Die Evangelisch-lutherische Landeskirche Hannovers hat im Juni einen neuen Grundsätze-Katalog beschlossen, um gegen Fälle von sexualisierter Gewalt in der Kirche vorzugehen. Damit erweiterte sie ihre bereits seit zehn Jahren bestehenden Regelungen. Es gelte weiter eine "Null-Toleranz-Strategie", sagte Oberlandeskirchenrat Rainer Mainusch : " Wer in diesem Bereich Grenzen überschreitet, kann in der Kirche weder beruflich noch ehrenamtlich tätig sein. Wir werden mit aller Konsequenz verhindern, dass es in Zukunft in der Kirche zu weiteren Fällen kommt."

In den evangelischen Kirchen in Niedersachsen sind laut Mainusch aus der Zeit von 1945 bis heute rund 140 Fälle von sexuellem Missbrauch an Kindern und Jugendlichen bekannt. Allein in der hannoverschen Landeskirche, der größten unter ihnen, sind es 123. Fast 90 Prozent der Fälle betrafen Heimkinder, also Kinder und Jugendliche, die bis Ende der 1970er Jahre im Rahmen der "Fürsorgeerziehung" in Einrichtungen der Diakonie untergebracht waren.

Doch auch Pastoren, Diakone, Erzieher und Musiker aus Kirchengemeinden gehörten zu den Tätern. Die Amtsträger hätten sich einer "gezielten Ausnutzung und Manipulation von Obhutsverhältnissen" schuldig gemacht, betonte Mainusch. In früheren Jahrzehnten habe außerdem die sehr starke öffentliche Autoritätsstellung von Pfarrern wesentlich dazu beigetragen, dass viele von sexuellem Missbrauch betroffene Menschen nicht den Mut gehabt hätten, ihren Fall offenzulegen.

Soweit die Kirchenleitung davon wusste, seien die Täter seit 1998 aus dem Dienst entfernt worden. Am Montag war der Fall eines 2013 verstorbenen Pastors aus der Gemeinde Rosengarten bei Hamburg bekanntgeworden, der seit 1987 über viele Jahre eine frühere Konfirmandin sexuell missbraucht hatte.

Die neuen "Grundsätze für die Prävention, Intervention, Hilfe und Aufarbeitung in Fällen sexualisierter Gewalt" nehmen eine 2019 erlassene Richtlinie der Evangelischen Kirche in Deutschland (EKD) auf.

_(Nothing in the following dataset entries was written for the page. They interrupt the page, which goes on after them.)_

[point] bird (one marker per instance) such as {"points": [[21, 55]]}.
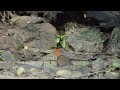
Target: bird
{"points": [[61, 59]]}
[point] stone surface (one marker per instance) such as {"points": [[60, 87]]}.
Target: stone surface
{"points": [[85, 40], [114, 42], [64, 73]]}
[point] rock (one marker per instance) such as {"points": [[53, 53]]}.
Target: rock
{"points": [[47, 37], [7, 56], [112, 75], [63, 61], [64, 73], [106, 19], [24, 21], [49, 57], [80, 63], [20, 71], [86, 39], [114, 42], [76, 74], [98, 65]]}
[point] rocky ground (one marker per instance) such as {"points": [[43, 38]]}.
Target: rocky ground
{"points": [[26, 50]]}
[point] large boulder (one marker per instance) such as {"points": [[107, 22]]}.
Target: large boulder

Sie beschreiben die Eckpunkte des landeskirchlichen Präventionskonzepts. Es sieht für alle beruflich und ehrenamtlich Mitarbeitenden, die mit Kindern und Jugendlichen zu tun haben, und für alle Leitungspersonen verpflichtende Fortbildungen zum Thema sexualisierte Gewalt vor.

Anschuldigungen und Verdachtsmomenten in konkreten Fällen sexualisierter Gewalt ist nach den Grundsätzen "unverzüglich und konsequent" nachzugehen. Die Landeskirche verpflichtet sich dabei, eng mit den staatlichen Strafverfolgungsbehörden zusammenzuarbeiten.

Gleichzeitig will die Kirche die von Missbrauch betroffenen Menschen bei der individuellen Aufarbeitung sexualisierter Gewalt unterstützen, etwa durch Beratung auch in nichtkirchlichen Einrichtungen, durch die Mitfinanzierung von Therapien und durch "Leistungen in Anerkennung des erlittenen Leids", die seit 2012 gezahlt werden.

Mainusch rief weitere Betroffene auf, sich bei den kirchlichen Ansprechstellen oder anderen Beratungseinrichtungen zu melden: "Wir wollen Sie ermutigen, das offenzulegen." Der Dialog mit Betroffenen sei wichtig, um deren Anliegen aufzunehmen und die Aufarbeitung sexualisierter Gewalt laufend fortzuentwickeln.